Il ressort de ce simple rappel chronologique que la décision d’engager une procédure de licenciement contre le salarié a été prise par la société dès le 3 mars 2021 soit avant même la mise en inaptitude du 9 mars 2021.
La société ne peut sérieusement prétendre avoir eu le temps, entre le 9 mars et le 12 mars 2021, date de la convocation à entretien préalable, d’identifier tous les postes disponibles dans toutes les sociétés du groupe susceptibles d’être compatibles avec l’état de santé et les capacités du salarié et de lui être proposés.
Au surplus, il sera relevé que la société ne justifie pas des recherches qu’elle prétend avoir effectuées.
A cet égard, la cour relève qu’aucune proposition n’a été transmise au salarié et qu’il n’a pas été interrogé sur ses souhaits notamment de changement de lieu de travail alors que la société dispose de plusieurs établissements à [Localité 14], [Localité 5] et au Maroc.
De même, la société ne fournit aucun courriel (adressé entre ses différents services ) justifiant de recherches effectives en interne ou de courriels adressés aux autres sociétés appartenant au même groupe.
La lettre de licenciement ne précise pas davantage les démarches effectuées par la société dans le cadre de ses recherches.
Enfin, les explications sommaires fournies par la direction de la société, lors de la réunion du [8] qui s’est tenue le 12 mars 2021, soit le même jour que l’envoi de la lettre de convocation à entretien préalable, ne permettent pas plus de justifier de recherches sérieuses et loyales de reclassement.

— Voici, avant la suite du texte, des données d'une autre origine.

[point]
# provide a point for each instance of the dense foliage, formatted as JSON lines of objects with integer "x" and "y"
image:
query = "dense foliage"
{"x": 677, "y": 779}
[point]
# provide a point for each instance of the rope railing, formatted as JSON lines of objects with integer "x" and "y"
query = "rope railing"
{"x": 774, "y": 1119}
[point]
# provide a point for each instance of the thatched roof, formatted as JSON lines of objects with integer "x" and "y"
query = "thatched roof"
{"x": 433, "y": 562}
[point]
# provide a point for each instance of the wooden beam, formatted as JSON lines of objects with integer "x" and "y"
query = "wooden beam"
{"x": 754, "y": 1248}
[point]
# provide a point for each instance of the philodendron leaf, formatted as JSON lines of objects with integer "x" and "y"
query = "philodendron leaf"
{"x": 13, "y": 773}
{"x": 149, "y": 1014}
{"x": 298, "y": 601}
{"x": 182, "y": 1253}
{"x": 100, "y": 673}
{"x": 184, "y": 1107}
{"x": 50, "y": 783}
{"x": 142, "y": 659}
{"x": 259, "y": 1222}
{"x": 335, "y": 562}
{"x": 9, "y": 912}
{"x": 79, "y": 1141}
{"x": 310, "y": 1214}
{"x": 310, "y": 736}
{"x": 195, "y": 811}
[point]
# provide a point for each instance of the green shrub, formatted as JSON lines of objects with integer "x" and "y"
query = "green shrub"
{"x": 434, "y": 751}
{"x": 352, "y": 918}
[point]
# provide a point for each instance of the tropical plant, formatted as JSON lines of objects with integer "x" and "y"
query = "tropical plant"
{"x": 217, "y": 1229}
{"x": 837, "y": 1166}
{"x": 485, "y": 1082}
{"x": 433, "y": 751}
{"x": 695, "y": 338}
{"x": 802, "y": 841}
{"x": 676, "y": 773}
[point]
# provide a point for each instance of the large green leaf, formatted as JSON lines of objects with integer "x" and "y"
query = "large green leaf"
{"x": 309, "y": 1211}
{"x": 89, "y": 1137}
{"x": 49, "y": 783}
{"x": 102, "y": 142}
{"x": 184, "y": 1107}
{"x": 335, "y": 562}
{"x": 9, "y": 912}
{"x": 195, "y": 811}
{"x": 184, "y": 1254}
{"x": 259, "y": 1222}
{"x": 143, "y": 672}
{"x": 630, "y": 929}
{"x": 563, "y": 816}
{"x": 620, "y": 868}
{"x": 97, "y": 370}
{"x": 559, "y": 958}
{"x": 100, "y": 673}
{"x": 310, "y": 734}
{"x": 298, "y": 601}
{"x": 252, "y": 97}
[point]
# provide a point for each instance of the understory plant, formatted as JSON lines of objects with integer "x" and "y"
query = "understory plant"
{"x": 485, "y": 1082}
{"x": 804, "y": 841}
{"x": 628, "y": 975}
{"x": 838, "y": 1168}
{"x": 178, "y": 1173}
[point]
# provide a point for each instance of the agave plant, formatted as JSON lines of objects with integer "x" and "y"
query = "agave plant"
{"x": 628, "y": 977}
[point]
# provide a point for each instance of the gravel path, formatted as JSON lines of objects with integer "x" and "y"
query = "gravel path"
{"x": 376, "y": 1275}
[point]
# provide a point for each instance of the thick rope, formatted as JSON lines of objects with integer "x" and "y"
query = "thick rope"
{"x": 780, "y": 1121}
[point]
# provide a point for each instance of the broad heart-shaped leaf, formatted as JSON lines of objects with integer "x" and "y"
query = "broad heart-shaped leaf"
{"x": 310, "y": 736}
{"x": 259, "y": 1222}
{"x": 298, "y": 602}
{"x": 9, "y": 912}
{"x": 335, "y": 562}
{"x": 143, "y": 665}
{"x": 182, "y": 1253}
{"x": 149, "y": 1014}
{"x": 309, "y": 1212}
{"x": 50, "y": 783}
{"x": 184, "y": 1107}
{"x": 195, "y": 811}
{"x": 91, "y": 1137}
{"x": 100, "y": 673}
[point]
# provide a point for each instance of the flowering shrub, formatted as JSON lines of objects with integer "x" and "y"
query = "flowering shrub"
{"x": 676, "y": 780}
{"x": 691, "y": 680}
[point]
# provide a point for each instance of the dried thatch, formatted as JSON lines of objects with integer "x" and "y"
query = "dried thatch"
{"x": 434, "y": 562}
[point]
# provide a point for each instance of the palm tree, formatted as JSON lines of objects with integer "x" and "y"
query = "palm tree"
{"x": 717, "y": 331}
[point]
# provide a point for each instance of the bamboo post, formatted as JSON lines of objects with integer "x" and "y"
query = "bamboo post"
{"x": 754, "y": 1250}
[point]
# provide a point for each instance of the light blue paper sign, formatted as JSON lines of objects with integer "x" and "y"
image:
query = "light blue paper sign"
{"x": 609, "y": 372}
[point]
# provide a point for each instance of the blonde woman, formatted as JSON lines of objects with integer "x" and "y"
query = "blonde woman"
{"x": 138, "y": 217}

Dans ces conditions, il n’est pas justifié qu’à la suite de l’avis d’inaptitude du 9 mars 2021 il ait été procédé à une recherche sérieuse et loyale de reclassement.

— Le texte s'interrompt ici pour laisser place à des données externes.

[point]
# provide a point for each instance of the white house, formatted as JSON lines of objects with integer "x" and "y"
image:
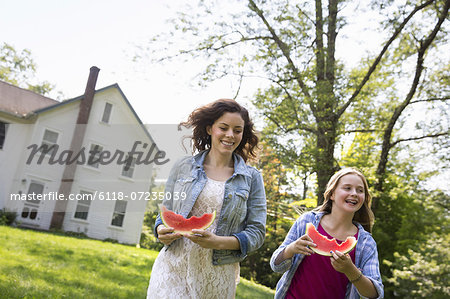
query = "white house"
{"x": 104, "y": 192}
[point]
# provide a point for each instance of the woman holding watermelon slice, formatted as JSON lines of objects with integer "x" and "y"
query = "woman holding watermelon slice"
{"x": 344, "y": 214}
{"x": 205, "y": 263}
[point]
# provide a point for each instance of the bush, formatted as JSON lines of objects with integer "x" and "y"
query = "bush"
{"x": 7, "y": 217}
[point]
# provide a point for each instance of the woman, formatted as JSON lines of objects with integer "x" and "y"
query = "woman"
{"x": 205, "y": 264}
{"x": 345, "y": 212}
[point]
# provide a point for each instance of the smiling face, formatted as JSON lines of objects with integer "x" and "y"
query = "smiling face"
{"x": 226, "y": 133}
{"x": 349, "y": 193}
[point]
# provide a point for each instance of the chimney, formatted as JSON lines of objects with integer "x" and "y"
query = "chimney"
{"x": 75, "y": 146}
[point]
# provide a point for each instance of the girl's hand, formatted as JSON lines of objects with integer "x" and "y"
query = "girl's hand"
{"x": 342, "y": 262}
{"x": 204, "y": 238}
{"x": 299, "y": 246}
{"x": 166, "y": 235}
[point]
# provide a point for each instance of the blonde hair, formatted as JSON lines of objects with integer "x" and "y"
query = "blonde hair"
{"x": 364, "y": 215}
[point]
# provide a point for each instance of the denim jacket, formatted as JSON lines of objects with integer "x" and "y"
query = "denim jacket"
{"x": 366, "y": 258}
{"x": 243, "y": 212}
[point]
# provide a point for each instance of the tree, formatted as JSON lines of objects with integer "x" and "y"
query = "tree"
{"x": 279, "y": 217}
{"x": 386, "y": 113}
{"x": 19, "y": 69}
{"x": 312, "y": 95}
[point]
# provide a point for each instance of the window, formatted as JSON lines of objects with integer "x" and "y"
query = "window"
{"x": 94, "y": 155}
{"x": 107, "y": 113}
{"x": 128, "y": 167}
{"x": 31, "y": 205}
{"x": 119, "y": 213}
{"x": 49, "y": 141}
{"x": 83, "y": 204}
{"x": 3, "y": 128}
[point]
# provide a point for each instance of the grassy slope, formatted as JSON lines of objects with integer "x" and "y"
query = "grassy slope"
{"x": 44, "y": 265}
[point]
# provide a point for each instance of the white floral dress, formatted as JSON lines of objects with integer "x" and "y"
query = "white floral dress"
{"x": 186, "y": 271}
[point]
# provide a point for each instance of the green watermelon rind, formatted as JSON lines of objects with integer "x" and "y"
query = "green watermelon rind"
{"x": 163, "y": 209}
{"x": 311, "y": 230}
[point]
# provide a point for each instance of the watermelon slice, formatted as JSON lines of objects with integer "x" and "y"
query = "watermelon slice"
{"x": 325, "y": 245}
{"x": 185, "y": 226}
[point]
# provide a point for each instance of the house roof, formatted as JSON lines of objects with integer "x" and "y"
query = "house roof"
{"x": 115, "y": 85}
{"x": 20, "y": 102}
{"x": 24, "y": 103}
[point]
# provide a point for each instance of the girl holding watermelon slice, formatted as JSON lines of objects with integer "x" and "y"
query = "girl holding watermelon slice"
{"x": 345, "y": 213}
{"x": 204, "y": 263}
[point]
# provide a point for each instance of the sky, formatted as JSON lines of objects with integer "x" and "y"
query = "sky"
{"x": 67, "y": 37}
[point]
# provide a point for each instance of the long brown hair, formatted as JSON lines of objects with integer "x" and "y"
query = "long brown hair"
{"x": 206, "y": 115}
{"x": 364, "y": 215}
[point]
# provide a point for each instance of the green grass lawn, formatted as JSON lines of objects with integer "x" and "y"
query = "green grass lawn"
{"x": 46, "y": 265}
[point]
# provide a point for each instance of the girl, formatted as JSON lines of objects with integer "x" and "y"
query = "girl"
{"x": 206, "y": 264}
{"x": 345, "y": 212}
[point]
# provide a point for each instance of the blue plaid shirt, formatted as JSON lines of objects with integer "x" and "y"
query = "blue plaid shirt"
{"x": 366, "y": 258}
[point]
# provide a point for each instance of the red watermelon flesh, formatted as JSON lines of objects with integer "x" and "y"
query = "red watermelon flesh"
{"x": 325, "y": 245}
{"x": 185, "y": 226}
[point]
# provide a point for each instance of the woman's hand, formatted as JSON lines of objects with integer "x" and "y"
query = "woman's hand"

En conséquence, le jugement sera confirmé en ce qu’il a condamné la société à la somme de 10 750 euros à titre de dommages-intérêts pour manquement de l’employeur à son obligation de reclassement sur le fondement de l’article L 1226-15.
2- Sur la demande de dommages et intérêts pour perte de revenus
Le conseil des prud’hommes lui a accordé une somme de 3 917,60 euros au titre de la perte de salaire subi.
M. [U] indique avoir subi une perte de revenus depuis la rupture de son contrat de travail et la difficulté à retrouver depuis un emploi stable.
La société rétorque que M. [U] ne peut obtenir une somme supplélmentaire de 3 917,60 euros au titre de la perte de revenus en plus de l’indemnité pour licenciement sans cause réelle et sérieuse.
L’indemnité qui a été allouée à M. [U] pour manquement à l’obligation de reclassement répare le même préjudice que celui qui est visé par cette demande, de sorte qu’il convient de la rejeter, par voie d’infirmation du jugement.
3- Sur les dépens et frais irrépétibles
En application de l’article 696 du code de procédure civile, la société, partie perdante, sera condamnée aux dépens d’appel.
Condamnée aux dépens, elle sera déboutée de sa demande fondée sur l’article 700 du code de procédure civile.
L’équité commande en revanche de condamner la société, sur ce même fondement juridique, à payer à M.[U] une indemnité d’un montant de
2 500 euros au titre des frais irrépétibles exposés en cause d’appel.
PAR CES MOTIFS
La cour,
Confirme le jugement du conseil des prud’hommes du 17 novembre 2022 en toutes ses dispositions à l’exception de la demande complémentaire de dommages et intérêts pour perte de revenus,
Statuant sur le chef infirmé et y ajoutant,
Déboute M. [K] [U] de sa demande dommages et intérêts pour perte de revenus ;
Déboute la SAS [11] de sa demande fondée sur les dispositions de l’article 700 du code de procédure civile ;
Condamne la SAS [11] à payer à M. [K] [U] la somme de 2 500 euros à titre d’indemnité sur le fondement de l’article 700 du code de procédure civile ;
Condamne la SAS [11] aux dépens d’appel.